The conscious consumer is increasingly interested in the journey of an avocado from farm to plate and its positive impact throughout the supply chain. It’s essential to have open conversations about this, as consumers are genuinely eager to learn more about the journey and how we aim to utilize the entire fruit, minimize waste and address fragmented supply chains.

While consumers may not have been as concerned about these factors a decade or two ago, I believe it will become a more significant focus for them in the future.

What major trends do you anticipate will impact the produce industry over the next five to 10 years?

I’m a huge proponent of food and nutrition security. We consume a variety of foods daily, and it’s crucial to recognize that not all foods are created equal. One remarkable advantage we have as an industry is our ability to produce these wonderfully healthy fruits and vegetables. Health and wellness are not limited to physical well-being but also encompass mental health. We are privileged to offer products that contribute to overall health and well-being.

Functional foods that help optimize health and wellness for individuals are becoming a growing trend. Discovering innovative ways to incorporate fruits and vegetables, especially avocados, into dishes that transport people to different cultures or allow them to experience new flavors without traveling is something consumers are increasingly seeking.

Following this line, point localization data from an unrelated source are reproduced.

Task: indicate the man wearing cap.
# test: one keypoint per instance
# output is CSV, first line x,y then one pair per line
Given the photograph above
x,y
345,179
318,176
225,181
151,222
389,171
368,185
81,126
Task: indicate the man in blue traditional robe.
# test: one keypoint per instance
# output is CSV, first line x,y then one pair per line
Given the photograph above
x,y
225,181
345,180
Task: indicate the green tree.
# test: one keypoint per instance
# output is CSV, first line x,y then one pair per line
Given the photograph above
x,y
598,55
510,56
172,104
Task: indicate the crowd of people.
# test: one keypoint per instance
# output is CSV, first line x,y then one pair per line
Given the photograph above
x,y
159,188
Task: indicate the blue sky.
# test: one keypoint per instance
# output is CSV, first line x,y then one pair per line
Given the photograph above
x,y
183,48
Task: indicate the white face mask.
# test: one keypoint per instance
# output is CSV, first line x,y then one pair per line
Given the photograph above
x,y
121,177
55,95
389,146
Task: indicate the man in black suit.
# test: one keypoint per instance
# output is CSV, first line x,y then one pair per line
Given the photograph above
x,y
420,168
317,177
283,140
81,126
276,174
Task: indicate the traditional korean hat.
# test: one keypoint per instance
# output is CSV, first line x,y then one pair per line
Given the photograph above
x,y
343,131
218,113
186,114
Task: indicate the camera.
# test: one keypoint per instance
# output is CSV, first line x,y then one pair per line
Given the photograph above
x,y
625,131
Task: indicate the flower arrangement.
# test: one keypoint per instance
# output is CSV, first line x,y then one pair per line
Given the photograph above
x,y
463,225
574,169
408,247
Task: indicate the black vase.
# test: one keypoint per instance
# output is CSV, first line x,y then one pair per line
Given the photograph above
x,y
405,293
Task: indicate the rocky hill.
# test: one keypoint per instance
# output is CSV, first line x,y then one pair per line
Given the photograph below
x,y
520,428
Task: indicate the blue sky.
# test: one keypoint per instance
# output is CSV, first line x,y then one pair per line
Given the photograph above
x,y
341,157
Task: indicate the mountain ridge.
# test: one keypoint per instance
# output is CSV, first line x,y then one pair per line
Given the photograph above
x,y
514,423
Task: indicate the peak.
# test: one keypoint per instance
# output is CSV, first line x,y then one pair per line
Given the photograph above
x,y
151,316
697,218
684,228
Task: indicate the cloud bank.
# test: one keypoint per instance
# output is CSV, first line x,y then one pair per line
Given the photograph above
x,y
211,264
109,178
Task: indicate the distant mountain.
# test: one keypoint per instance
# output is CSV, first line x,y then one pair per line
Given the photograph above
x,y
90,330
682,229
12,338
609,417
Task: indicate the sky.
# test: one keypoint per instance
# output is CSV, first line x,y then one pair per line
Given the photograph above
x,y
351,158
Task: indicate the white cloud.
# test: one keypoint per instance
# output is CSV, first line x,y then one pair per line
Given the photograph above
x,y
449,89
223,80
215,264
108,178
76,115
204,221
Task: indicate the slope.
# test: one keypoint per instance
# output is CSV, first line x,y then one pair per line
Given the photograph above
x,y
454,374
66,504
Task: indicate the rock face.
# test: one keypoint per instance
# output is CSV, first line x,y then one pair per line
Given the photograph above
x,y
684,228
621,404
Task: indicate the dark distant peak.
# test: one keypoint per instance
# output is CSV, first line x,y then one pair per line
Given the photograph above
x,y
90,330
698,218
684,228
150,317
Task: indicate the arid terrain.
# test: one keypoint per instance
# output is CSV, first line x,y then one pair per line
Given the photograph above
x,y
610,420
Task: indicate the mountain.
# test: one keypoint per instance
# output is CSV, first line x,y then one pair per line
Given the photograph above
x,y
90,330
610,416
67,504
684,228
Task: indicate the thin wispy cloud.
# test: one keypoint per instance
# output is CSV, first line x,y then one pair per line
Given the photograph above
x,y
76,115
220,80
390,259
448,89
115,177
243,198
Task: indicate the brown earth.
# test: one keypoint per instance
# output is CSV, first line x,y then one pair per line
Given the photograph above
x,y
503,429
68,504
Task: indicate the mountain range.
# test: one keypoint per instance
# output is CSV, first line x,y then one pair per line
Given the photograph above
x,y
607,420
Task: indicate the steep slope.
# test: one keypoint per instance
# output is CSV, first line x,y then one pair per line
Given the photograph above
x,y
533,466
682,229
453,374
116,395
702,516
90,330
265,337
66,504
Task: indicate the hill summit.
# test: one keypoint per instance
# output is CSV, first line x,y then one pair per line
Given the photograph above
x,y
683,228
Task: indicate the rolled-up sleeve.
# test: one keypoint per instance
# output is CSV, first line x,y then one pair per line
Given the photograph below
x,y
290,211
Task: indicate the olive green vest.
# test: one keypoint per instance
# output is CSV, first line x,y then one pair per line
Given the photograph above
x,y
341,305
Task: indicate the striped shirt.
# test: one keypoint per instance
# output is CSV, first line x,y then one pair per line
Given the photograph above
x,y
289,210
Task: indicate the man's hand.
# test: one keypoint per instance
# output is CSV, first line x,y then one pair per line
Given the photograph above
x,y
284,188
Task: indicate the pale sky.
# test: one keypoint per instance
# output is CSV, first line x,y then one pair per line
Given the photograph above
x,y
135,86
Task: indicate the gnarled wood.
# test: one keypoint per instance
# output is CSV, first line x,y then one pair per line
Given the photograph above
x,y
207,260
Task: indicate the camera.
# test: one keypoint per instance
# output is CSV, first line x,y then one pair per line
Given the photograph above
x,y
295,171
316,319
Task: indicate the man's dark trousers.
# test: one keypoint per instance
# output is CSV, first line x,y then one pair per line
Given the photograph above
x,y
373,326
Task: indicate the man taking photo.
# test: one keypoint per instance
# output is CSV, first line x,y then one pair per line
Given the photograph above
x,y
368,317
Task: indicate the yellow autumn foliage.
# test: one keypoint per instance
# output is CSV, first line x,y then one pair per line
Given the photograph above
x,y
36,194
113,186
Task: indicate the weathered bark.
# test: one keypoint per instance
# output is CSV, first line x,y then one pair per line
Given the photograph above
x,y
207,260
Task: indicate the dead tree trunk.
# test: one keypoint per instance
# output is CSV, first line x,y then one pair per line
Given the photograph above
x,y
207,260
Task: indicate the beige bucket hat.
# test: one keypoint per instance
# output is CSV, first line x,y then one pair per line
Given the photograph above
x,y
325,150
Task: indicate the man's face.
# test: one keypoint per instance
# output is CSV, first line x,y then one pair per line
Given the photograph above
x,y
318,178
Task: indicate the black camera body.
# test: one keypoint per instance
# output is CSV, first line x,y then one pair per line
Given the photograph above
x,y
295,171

Also, understanding what they consume, its origin, and the positive impact it has, resonates strongly with conscious consumers. This trend is likely to remain highly relevant.

What excites and worries you most about the future?

I still wake up every day loving what I do. The future of agriculture is full of promise and excitement. While it’s not without its difficulties, as we’ve discussed, it’s highly rewarding to see the impact on families, friends and consumers. Witnessing their appreciation for understanding how their food goes from farm to table is truly remarkable.

We have so much to offer the world in terms of promoting healthy eating and overall wellness. However, what worries me the most is addressing the flaws in our food supply chain. Food waste is a significant concern that we must address. It’s essential to prioritize building equity for our growers and workers in the agricultural supply chain to ensure we can continue to feed and nourish the world.

Sustainability is crucial, especially in this age of increased technological innovation. But we must work together to find solutions to these challenges. I take great pride in Westfalia’s commitment to sustainability; it’s not just lip service but a tangible dedication to making the world a better place. We’ll continue to do our part and encourage others to join us in this mission.